- Wirtschaft und Umwelt
- Medikamente gegen Corona
Heilmittel dringend gesucht
Weiterhin nur wenige Medikamente gegen Covid-19 entwickelt oder zugelassen
Vergleicht man das Medienecho um Corona-Impstoffe und -Impfungen mit jenem um Medikamente zur Behandlung von Covid-19, ist es in Sachen Therapien schon fast beängstigend still. Bis April dieses Jahres wurden jedoch weit über 200 bereits zugelassene oder für andere Indikationen in Entwicklung befindliche Substanzen auf eine Wirksamkeit gegen Covid-19 getestet. Dabei zeigten über 95 Prozent der Kandidaten keine oder nur minimale Effekte. Andere Quellen sprechen aktuell von der Prüfung von mehr als 600 Medikamenten. Insgesamt scheint der Kampf gegen die neuartigen Coronaviren zwar nicht aussichtslos, aber ebenso wenig wie gegen die meisten anderen Virenerkrankungen ist bis jetzt ein spezifisches, hoch wirksames Mittel gegen Sars-CoV-2 in Sicht.

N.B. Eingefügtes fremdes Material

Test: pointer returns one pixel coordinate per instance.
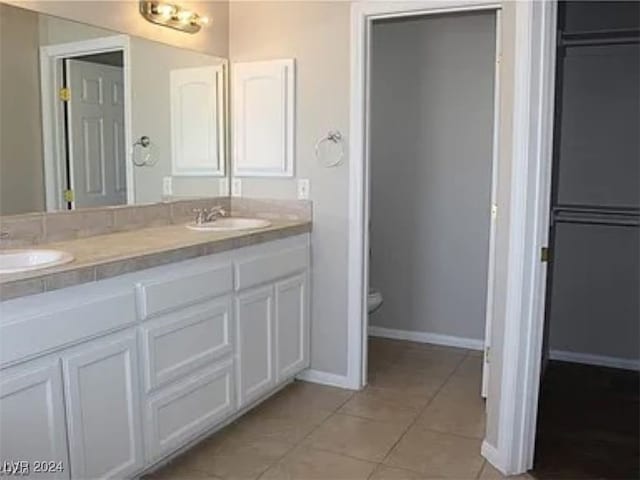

Seitens der Weltgesundheitsorganisation (WHO) wurde Anfang Juli das Medikament Tocilizumab für schwer an Covid-19 Erkrankte empfohlen. Bislang wird es exklusiv vom Schweizer Pharmakonzern Roche hergestellt. Tocilizumab gehört zu den monoklonalen Antikörpern (mAbs), die zur Behandlung unter anderem von Krebs eingesetzt werden. Das Mittel kam 2009 zur Therapie rheumatologischer Erkrankungen auf den Markt, der Preis wurde schon in dieser Konstellation hoch gehalten. Die Herstellungskosten werden auf 40 US-Dollar pro Dosis von 400 Milligramm geschätzt - in den USA erlöste Roche für eine Dosis von 600 Milligramm 3625 US-Dollar, nur ein Sechstel davon hingegen in Australien. Hier gibt es also einen Spielraum. Entsprechend forderte etwa die Organisation Ärzte ohne Grenzen, dass das Mittel während der Pandemie günstiger verkauft werden solle. Denn ohne einen solchen Nachlass wäre es in vielen Ländern der Welt unbezahlbar.
Tocilizumab ist nach Dexamethason erst das zweite von der WHO empfohlene Therapeutikum zur Behandlung von Covid-19. Weitere mAbs werden derzeit auf ihre Tauglichkeit für die Corona-Therapie untersucht. Der US-Pharmakonzern Regeneron konnte kürzlich in einer klinischen Studie zeigen, dass ein Cocktail von zwei neuen antiviralen mAbs das Sterberisiko bei bestimmten hospitalisierten Covid-19-Patienten senkt. Der Mix wurde in Deutschland für etwa 2000 US-Dollar angeboten, in den Indien kostete er nur halb so viel.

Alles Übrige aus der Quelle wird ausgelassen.